5. Offer flexible work options.
Offering flexible schedules or remote work options is critical for caregivers. Their journeys can be long or short, and a flexible schedule is essential. According to a survey from the Rosalynn Carter Foundation, the most useful employer benefits are: flexible scheduling, remote work, reducing hours, job sharing, and specialized caregiver services.
6. Help with conversation starters.
Many people don’t know what to say to a caretaker, so they often say nothing. It’s best to show care.
For example: “I hope you’re doing okay. I’m here if you ever want to talk.” Or, “I’m thinking of you. I know this holiday is going to be different for you and your family.”
7. Provide resources.
- Share support services and resources available for caregivers, such as counseling or respite care.
- Consider helping with memberships to Care.com or groups like The Caregivers Journey.
- Offer access to mindfulness apps like Calm or Headspace.
- Curate books, podcasts, and other resources for your employees, as Osaka and Hilton have done.

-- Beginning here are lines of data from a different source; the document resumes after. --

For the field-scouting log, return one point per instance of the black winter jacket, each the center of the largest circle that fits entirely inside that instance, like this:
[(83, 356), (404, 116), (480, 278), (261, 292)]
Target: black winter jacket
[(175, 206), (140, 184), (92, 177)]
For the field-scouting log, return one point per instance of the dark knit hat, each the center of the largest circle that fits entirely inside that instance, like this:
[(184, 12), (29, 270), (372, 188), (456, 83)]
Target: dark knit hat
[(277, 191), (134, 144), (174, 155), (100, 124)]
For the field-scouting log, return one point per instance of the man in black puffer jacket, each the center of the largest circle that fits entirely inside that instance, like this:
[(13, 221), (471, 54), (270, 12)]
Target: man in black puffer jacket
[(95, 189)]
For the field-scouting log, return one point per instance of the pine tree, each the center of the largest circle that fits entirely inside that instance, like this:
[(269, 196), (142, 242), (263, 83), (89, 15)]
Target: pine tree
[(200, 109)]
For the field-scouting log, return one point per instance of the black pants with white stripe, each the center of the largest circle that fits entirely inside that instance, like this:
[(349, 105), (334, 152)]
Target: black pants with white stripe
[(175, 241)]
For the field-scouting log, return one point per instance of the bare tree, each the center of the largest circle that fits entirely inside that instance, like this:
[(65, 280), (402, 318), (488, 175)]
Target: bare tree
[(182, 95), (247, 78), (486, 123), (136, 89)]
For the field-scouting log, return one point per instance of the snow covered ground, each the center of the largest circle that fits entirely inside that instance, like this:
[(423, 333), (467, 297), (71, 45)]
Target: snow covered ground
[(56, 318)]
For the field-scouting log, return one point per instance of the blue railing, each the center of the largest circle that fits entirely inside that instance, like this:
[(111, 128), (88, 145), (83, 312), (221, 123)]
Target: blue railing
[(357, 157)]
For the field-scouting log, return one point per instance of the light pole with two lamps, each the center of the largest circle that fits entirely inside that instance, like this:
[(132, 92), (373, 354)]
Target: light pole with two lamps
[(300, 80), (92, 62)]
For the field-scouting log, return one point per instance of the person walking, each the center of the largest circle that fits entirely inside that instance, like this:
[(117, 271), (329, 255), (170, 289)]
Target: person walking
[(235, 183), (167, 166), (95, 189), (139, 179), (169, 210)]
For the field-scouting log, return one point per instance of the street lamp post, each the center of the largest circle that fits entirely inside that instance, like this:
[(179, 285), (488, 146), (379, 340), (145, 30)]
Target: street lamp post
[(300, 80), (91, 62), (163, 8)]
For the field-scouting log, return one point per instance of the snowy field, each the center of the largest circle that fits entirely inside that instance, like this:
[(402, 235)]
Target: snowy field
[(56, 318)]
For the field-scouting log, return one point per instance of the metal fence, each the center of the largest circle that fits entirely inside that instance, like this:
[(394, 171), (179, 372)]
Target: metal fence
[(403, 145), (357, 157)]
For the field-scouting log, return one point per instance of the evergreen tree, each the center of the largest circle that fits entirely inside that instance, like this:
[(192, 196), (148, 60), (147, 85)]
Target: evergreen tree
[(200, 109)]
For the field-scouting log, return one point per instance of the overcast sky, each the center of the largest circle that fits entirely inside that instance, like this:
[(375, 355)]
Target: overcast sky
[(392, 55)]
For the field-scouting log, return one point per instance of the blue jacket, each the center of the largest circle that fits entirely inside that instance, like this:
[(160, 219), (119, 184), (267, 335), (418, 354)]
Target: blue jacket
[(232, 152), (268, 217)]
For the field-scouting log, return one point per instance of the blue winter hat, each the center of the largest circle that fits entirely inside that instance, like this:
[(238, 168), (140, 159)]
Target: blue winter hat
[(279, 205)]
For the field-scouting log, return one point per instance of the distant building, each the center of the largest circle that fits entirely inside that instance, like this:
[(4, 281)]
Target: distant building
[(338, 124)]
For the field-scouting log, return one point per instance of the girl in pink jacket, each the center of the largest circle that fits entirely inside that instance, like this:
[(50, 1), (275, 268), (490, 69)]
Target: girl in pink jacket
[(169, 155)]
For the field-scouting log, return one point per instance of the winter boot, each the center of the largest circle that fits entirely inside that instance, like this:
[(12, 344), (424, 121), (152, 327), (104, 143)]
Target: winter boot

8. Review and update benefits.
Look at your Employee Assistance Programs to ensure they provide adequate support: Do you offer caregiver benefits, such as paid caregiver leave? Adequate mental health and financial assistance? Emergency care support? Access to a caregiving marketplace to help workers find qualified caregiving help, as Cisco has done?
Every leader today can do more for their employees who are caregivers for vulnerable adults. It’s not always easy to know what to say or do, but doing nothing is not the answer.